EtOH may inhibit LPS-induced IL-8 and TNF-α production via the p38 pathway. p38 MAPK plays a regulatory role in IL-8 and TNF-α production (33, 34). The pattern of EtOH inhibition of IL-8 and TNF-α production is very similar to that of SB202190, a p38 MAPK inhibitor. Furthermore, Western blot analysis using the dual phospho-specific p38 Ab demonstrated inhibition of LPS-induced p38 activation by EtOH pretreatment in a dose-related manner.

The mechanism of inhibition of p38 MAPK activation by alcohol is not clear. One possible mechanism may involve phospholipase D. EtOH serves as a false substrate, replacing water, in the phospholipase D-catalyzed hydrolytic cleavage of choline from phosphatidylcholine (35, 36, 37), thus producing phosphatidylethanol instead of phosphatidic acid, an important second messenger in the inflammatory response (38). Further studies are needed to investigate this potential mechanism.

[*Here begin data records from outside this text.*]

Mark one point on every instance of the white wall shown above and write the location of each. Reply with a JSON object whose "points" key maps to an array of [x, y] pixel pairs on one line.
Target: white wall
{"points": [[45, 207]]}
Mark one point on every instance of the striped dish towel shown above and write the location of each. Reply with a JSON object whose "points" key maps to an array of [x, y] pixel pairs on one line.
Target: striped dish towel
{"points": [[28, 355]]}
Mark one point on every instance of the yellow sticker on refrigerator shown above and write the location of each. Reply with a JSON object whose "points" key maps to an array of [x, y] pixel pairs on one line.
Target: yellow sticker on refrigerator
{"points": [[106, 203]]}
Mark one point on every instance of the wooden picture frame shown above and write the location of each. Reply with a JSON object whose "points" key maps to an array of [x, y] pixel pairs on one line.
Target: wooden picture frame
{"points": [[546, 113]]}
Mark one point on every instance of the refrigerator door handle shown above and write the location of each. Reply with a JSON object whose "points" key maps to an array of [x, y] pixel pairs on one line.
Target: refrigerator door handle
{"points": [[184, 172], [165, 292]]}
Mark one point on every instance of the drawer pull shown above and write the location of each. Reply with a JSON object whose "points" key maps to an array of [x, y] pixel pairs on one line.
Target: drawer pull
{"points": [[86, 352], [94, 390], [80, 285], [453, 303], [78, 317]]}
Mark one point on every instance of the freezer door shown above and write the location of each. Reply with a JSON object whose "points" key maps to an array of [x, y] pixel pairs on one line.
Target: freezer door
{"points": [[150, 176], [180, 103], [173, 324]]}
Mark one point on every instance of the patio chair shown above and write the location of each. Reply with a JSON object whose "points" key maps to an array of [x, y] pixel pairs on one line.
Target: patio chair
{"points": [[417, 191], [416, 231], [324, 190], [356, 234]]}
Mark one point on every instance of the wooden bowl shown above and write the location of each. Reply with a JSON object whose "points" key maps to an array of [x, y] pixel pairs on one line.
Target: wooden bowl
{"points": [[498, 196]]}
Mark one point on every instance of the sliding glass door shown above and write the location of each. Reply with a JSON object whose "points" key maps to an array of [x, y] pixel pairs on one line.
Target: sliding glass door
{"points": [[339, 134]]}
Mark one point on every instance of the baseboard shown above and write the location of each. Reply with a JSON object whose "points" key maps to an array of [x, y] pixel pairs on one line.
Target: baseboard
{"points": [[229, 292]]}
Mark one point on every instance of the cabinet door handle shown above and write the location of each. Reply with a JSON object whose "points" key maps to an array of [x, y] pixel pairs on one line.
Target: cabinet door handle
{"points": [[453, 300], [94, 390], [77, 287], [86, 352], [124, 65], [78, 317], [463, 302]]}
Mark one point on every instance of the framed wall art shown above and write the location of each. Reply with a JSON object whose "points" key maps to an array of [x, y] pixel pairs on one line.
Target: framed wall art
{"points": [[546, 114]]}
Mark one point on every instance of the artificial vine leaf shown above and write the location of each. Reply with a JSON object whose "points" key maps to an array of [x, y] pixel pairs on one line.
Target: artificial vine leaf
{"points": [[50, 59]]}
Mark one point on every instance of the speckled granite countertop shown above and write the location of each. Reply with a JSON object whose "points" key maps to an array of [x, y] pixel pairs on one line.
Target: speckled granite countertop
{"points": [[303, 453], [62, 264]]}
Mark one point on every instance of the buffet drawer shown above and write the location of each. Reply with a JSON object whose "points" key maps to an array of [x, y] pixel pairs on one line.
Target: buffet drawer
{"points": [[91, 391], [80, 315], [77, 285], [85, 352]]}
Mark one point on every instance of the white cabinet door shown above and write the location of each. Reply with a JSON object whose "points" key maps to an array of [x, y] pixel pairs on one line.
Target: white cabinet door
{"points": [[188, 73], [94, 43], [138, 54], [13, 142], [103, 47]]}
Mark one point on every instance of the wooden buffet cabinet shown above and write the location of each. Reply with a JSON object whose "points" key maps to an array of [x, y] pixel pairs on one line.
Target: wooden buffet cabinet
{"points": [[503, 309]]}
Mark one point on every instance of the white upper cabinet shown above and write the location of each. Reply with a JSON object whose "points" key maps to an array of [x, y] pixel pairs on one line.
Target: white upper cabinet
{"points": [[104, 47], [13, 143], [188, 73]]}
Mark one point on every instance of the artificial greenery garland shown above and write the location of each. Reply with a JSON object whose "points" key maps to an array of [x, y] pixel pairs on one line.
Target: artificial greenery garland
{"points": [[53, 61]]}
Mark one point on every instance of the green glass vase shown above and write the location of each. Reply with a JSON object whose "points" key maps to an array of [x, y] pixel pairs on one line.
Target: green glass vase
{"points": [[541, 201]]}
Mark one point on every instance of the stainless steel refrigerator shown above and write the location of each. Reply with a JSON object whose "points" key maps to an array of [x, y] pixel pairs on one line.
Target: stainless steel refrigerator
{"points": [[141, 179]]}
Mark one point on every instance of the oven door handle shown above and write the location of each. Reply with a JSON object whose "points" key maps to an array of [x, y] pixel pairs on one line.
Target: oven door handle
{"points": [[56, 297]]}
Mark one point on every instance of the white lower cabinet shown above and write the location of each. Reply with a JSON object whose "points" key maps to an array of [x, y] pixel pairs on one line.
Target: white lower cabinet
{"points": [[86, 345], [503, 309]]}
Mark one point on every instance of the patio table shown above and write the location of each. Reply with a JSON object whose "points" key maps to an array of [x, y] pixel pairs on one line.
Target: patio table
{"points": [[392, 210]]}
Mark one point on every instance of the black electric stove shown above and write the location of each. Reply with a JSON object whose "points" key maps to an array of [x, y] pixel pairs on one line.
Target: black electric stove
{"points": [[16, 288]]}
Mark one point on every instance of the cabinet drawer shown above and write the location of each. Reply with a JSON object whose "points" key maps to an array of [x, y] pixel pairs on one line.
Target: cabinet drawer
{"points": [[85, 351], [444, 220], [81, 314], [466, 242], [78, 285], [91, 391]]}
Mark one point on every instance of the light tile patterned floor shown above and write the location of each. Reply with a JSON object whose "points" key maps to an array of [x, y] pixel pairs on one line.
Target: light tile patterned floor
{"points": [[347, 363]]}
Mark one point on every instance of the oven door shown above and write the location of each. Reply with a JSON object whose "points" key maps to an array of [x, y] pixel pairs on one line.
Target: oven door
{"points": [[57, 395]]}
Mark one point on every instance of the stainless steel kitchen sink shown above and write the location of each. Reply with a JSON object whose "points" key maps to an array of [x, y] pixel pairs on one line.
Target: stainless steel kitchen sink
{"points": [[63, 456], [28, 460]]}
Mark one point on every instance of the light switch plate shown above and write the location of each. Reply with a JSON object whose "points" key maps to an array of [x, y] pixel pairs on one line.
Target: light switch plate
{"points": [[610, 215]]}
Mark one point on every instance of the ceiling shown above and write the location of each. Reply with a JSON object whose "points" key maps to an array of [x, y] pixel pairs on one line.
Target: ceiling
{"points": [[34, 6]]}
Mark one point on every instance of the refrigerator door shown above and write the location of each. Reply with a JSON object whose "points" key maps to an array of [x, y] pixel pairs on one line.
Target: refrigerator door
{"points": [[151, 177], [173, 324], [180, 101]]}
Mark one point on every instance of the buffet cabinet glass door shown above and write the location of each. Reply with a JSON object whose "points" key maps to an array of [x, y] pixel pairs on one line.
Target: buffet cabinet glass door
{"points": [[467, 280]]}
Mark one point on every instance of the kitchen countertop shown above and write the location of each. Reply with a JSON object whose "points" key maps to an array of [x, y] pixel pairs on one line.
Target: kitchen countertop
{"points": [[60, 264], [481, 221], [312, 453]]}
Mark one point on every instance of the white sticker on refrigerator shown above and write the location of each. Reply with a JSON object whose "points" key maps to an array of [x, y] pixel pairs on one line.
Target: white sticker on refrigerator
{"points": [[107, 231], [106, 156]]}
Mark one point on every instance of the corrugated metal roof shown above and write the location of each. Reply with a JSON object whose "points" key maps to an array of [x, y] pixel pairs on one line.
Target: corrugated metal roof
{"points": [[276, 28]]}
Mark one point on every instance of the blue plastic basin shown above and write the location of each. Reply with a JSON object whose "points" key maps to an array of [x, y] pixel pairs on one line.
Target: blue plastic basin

In the clinical arena, acute intoxication suppresses the inflammatory response in normal subjects by inhibiting granulocyte migration (20, 21, 22, 23). The inhibition of neutrophil migration in vivo has been demonstrated in both human and animal models. This has been implicated as a major cause of the increased risk of infection following trauma and burns (24, 25). Spagnuolo and MacGregor (22) demonstrated that acute alcohol intoxication suppresses granulocyte migration to inflammatory sites in man. To further define the mechanism of this anti-inflammatory action, granulocytes were subjected to an in vitro neutrophil migration assay. These studies demonstrated no inhibition of neutrophil chemotaxis in cells exposed to alcohol, concluding that the inhibition of neutrophil chemotaxis does not appear to be a direct effect on neutrophils.

Our studies suggest that acute ethanol intoxication may impair neutrophil chemotaxis by inhibiting IL-8 and TNF-α production at the inflammatory sites in response to stimuli such as LPS. IL-8 is a potent neutrophil chemoattractant and causes a rapid and prolonged neutrophil recruitment and accumulation at the site of injection (12, 13, 14, 15, 16, 17, 18). TNF-α also plays a key role in the neutrophil inflammatory response; specifically, TNF-α produced by monocytes/macrophages at the site of inflammation activates endothelial cells to express cell surface adhesion molecules that modulate rolling, adherence, and migration of neutrophils (19). Therefore, inhibition of IL-8 and TNF-α production may explain the block of neutrophil recruitment and migration to areas of acute inflammation.

In summary, we have demonstrated that LPS-induces p38 activation in HMO, which plays a key role in IL-8 and TNF-α production. Alcohol inhibits LPS-induced p38 activation. This correlates with inhibition of IL-8 and TNF-α production by HMO. This inhibition of IL-8 and TNF-α production may be a mechanism explaining the inhibition of neutrophil chemotaxis by alcohol intoxication in vivo.